【发布时间】:2020-10-22 11:01:57
【问题描述】:
我确信有一个优雅的解决方案,但我找不到。在 pandas 数据框中,如何删除列中的所有重复值而忽略一个值?
repost_of_post_id title
0 7139471603 Man with an RV needs a place to park for a week
1 6688293563 Land for lease
2 None 2B/1.5B, Dishwasher, In Lancaster
3 None Looking For Convenience? Check Out Cordova Par...
4 None 2/bd 2/ba, Three Sparkling Swimming Pools, Sit...
5 None 1 bedroom w/Closet is bathrooms in Select Unit...
6 None Controlled Access/Gated, Availability 24 Hours...
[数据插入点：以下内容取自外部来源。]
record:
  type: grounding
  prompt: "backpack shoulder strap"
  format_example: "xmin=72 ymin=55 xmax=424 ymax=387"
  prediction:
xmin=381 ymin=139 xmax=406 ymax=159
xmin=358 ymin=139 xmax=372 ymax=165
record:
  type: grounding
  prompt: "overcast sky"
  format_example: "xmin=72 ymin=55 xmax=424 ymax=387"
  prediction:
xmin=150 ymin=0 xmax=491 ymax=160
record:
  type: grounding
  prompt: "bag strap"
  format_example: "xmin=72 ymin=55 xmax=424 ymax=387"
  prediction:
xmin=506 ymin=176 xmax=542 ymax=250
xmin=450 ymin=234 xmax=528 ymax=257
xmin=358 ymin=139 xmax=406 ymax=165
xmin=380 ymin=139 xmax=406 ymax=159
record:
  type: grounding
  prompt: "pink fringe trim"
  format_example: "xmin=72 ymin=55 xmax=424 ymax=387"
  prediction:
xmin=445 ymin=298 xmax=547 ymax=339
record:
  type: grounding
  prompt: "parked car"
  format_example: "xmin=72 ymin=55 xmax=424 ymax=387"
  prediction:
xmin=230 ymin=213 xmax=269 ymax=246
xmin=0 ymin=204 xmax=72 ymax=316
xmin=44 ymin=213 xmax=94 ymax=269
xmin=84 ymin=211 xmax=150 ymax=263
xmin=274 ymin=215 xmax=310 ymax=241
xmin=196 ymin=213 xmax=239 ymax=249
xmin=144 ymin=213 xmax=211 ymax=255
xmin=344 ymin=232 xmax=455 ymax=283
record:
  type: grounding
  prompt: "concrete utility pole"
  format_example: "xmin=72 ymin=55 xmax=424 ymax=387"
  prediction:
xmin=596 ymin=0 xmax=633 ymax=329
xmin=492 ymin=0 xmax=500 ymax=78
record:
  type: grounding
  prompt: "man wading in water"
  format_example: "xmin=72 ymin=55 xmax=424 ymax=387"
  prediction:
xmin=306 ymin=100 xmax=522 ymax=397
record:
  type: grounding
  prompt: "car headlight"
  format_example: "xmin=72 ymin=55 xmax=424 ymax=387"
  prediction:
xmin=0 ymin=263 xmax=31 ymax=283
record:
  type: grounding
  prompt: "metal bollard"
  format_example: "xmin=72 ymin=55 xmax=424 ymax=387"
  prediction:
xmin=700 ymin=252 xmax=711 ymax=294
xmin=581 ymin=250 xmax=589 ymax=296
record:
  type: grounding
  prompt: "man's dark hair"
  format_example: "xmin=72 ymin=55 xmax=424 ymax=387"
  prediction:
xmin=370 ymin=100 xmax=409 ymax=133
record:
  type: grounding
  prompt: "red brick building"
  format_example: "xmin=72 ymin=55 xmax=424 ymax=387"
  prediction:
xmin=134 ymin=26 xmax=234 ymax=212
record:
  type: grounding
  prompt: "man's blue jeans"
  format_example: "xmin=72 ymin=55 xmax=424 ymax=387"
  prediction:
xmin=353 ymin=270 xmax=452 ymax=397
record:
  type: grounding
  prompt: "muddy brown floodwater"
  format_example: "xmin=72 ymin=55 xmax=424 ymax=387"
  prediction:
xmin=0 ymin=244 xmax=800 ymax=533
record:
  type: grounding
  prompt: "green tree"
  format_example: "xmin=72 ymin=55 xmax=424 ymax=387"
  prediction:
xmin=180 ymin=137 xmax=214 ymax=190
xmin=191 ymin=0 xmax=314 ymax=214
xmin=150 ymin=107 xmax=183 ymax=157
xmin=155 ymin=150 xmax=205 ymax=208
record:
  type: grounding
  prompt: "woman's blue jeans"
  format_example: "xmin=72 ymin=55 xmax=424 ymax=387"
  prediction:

7 None Beautiful 3 Bdrm 2 & 1/2 Bth Home For Rent
8 7143099582 Need Help Getting Approved?
9 None *MOVE IN READY APT* REQUEST TOUR TODAY!
我想要的是将所有None 值保留在repost_of_post_id 中,但省略任何重复的数值,例如,如果数据框中有重复的7139471603。
[更新] 我使用这个脚本得到了想要的结果,但如果可能的话,我想用单线来完成。
# remove duplicate repost id if present (i.e. don't remove rows where repost_of_post_id value is "None")
# ca_housing is the original dataframe that needs to be cleaned
ca_housing_repost_none = ca_housing.loc[ca_housing['repost_of_post_id'] == "None"]
ca_housing_repost_not_none = ca_housing.loc[ca_housing['repost_of_post_id'] != "None"]
ca_housing_repost_not_none_unique = ca_housing_repost_not_none.drop_duplicates(subset="repost_of_post_id")
ca_housing_unique = ca_housing_repost_none.append(ca_housing_repost_not_none_unique)
【问题讨论】:
-
您使用的是哪个版本的熊猫?
-
@RafaelBarros pandas==1.0.4
-
你能试试这样的方法,让我知道它是否有效吗?
repost_of_post_id = repost_of_post_id[(~repost_of_post_id.duplicated()) | repost_of_post_id.isna()]
标签: python python-3.x pandas numpy dataframe